The Association for Driving Licence Verification (ADLV) is expecting a marked increase in local authority fleet demand for online licence validation services offered by members, which include Jaama, following the December 1 ending of the DVLA's Driver Licence Check (DLC) service.
Currently, the DLC is used to verify the licences of local authority fleet drivers and also to check the licences of local private hire vehicle drivers.
By using a service such as that offered by Jaama, which is based on longer three-year ‘permissions’, local authority users can automate more frequent checks than they were previously able to. That would, said the ADLV, enhance both public and road safety.
Cutting-edge online driver licence validation services, such as Jaama’s employee eConsent mandate and Licence2Check, would, said the ADLV, prove popular as members observed a strict professional code of conduct, were ISO 27001 security compliant and were backed by full insurance protection.
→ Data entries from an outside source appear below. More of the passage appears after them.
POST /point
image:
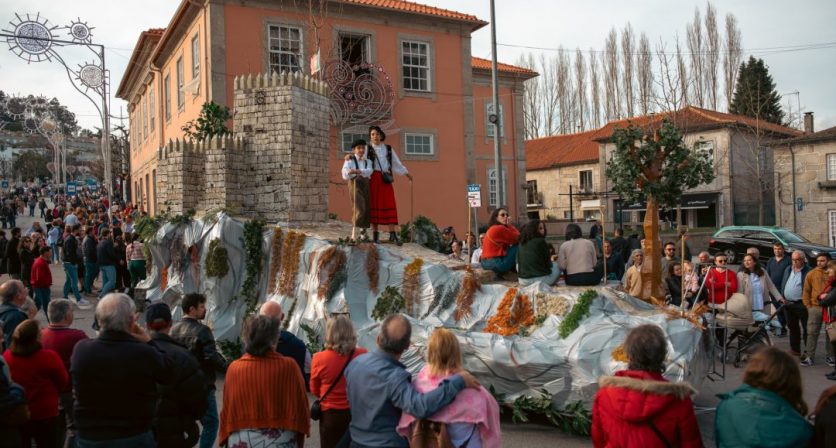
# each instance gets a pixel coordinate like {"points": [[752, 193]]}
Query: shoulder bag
{"points": [[316, 407]]}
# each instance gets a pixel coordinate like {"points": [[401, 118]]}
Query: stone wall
{"points": [[274, 166]]}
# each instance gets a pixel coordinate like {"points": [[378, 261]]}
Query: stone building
{"points": [[805, 179], [274, 166]]}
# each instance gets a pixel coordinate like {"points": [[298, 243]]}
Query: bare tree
{"points": [[712, 57], [694, 40], [610, 59], [594, 89], [580, 90], [644, 74], [628, 47], [732, 56]]}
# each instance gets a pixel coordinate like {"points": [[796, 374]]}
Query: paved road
{"points": [[533, 435]]}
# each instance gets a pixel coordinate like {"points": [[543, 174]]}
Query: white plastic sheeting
{"points": [[566, 368]]}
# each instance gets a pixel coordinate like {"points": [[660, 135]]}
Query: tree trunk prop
{"points": [[651, 269]]}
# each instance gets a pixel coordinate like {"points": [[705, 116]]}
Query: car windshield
{"points": [[789, 237]]}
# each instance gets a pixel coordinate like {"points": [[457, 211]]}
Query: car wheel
{"points": [[730, 257]]}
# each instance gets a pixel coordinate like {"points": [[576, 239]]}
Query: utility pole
{"points": [[495, 117]]}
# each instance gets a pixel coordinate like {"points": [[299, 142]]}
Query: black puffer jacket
{"points": [[182, 402], [201, 343]]}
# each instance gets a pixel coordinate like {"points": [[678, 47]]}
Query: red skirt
{"points": [[384, 209]]}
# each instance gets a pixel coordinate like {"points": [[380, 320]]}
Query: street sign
{"points": [[474, 195]]}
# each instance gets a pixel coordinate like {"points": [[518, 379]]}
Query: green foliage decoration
{"points": [[390, 301], [579, 312], [217, 259], [656, 164]]}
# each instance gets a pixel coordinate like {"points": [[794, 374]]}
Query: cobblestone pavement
{"points": [[533, 435]]}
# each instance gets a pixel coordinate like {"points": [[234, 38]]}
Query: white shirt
{"points": [[364, 165], [382, 162]]}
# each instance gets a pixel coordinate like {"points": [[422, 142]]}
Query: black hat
{"points": [[158, 316]]}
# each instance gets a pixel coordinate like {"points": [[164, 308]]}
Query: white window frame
{"points": [[414, 135], [195, 56], [406, 52], [830, 166], [181, 95], [492, 193], [489, 127], [281, 51]]}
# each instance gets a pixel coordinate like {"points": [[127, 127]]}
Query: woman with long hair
{"points": [[385, 162], [472, 419], [768, 409], [265, 403], [43, 376], [638, 407], [499, 249], [535, 262], [327, 368]]}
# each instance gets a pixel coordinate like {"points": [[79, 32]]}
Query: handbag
{"points": [[316, 407]]}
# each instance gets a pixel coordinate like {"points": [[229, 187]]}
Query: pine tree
{"points": [[755, 95]]}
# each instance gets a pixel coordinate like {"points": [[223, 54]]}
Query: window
{"points": [[418, 144], [195, 57], [489, 127], [492, 187], [416, 65], [181, 96], [285, 48], [585, 180], [167, 97], [348, 138], [706, 147], [152, 111]]}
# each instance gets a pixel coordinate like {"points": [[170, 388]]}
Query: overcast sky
{"points": [[766, 25]]}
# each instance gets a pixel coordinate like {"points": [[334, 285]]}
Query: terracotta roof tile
{"points": [[418, 8], [485, 64]]}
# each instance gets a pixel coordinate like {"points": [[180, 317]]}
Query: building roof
{"points": [[821, 136], [485, 64], [561, 150]]}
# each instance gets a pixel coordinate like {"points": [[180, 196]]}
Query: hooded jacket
{"points": [[630, 404], [752, 417]]}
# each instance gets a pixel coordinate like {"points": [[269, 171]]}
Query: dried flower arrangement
{"points": [[389, 302], [333, 260], [275, 260], [513, 315], [411, 284], [290, 261], [464, 299]]}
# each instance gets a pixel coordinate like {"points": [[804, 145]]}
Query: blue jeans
{"points": [[549, 279], [42, 296], [210, 422], [501, 265], [91, 271], [108, 279], [72, 280], [143, 440]]}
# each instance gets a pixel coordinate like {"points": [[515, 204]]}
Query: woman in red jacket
{"points": [[42, 375], [499, 249], [638, 407]]}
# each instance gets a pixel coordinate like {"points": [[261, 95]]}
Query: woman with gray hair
{"points": [[328, 382], [265, 403], [638, 406]]}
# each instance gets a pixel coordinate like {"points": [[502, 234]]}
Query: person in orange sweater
{"points": [[41, 279], [265, 403], [499, 249], [328, 381]]}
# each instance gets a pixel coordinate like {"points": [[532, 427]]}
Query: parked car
{"points": [[734, 240]]}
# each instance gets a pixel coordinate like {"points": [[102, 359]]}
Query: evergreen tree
{"points": [[755, 95]]}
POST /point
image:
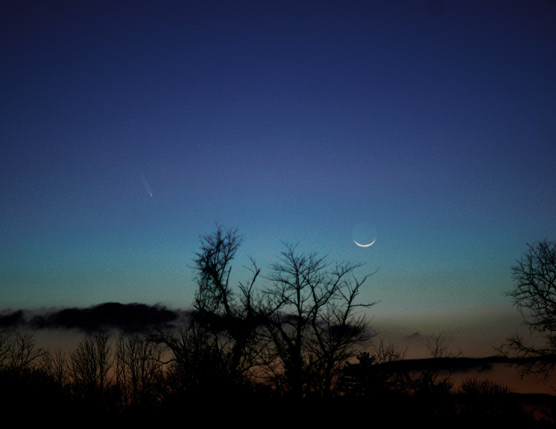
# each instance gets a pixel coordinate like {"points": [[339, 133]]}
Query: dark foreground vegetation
{"points": [[296, 351], [138, 379]]}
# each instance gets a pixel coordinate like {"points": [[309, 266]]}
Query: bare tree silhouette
{"points": [[139, 376], [312, 321], [535, 297], [88, 367]]}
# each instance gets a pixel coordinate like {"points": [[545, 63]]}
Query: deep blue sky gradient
{"points": [[434, 121]]}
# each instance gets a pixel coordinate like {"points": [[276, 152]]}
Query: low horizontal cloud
{"points": [[125, 317]]}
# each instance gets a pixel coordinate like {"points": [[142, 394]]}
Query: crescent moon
{"points": [[365, 245]]}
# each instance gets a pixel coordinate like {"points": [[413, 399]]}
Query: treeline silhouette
{"points": [[138, 377], [297, 351]]}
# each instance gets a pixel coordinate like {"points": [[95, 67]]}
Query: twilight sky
{"points": [[129, 128]]}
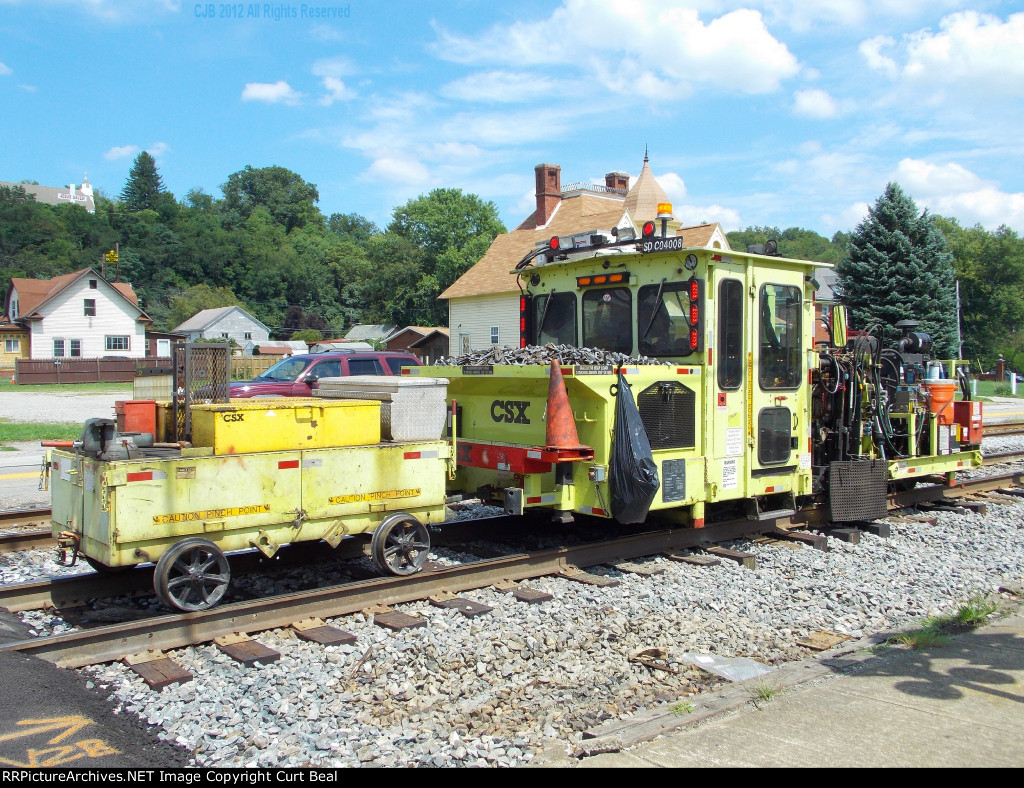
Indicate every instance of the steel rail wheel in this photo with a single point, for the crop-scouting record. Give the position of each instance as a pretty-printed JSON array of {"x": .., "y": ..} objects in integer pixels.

The service was also seen as a more convenient alternative to the DVLA’s individual ‘Share My Licence’ Scheme, where individual licences were verified manually with a single use time limited credential.
Kevin Curtis, technical director at ADLV said: “With the demise of the DVLA service, the ADLV expects that its online services will now prove to be extremely popular with local authority fleet managers seeking to both remain compliant and observe the highest standards of public safety.”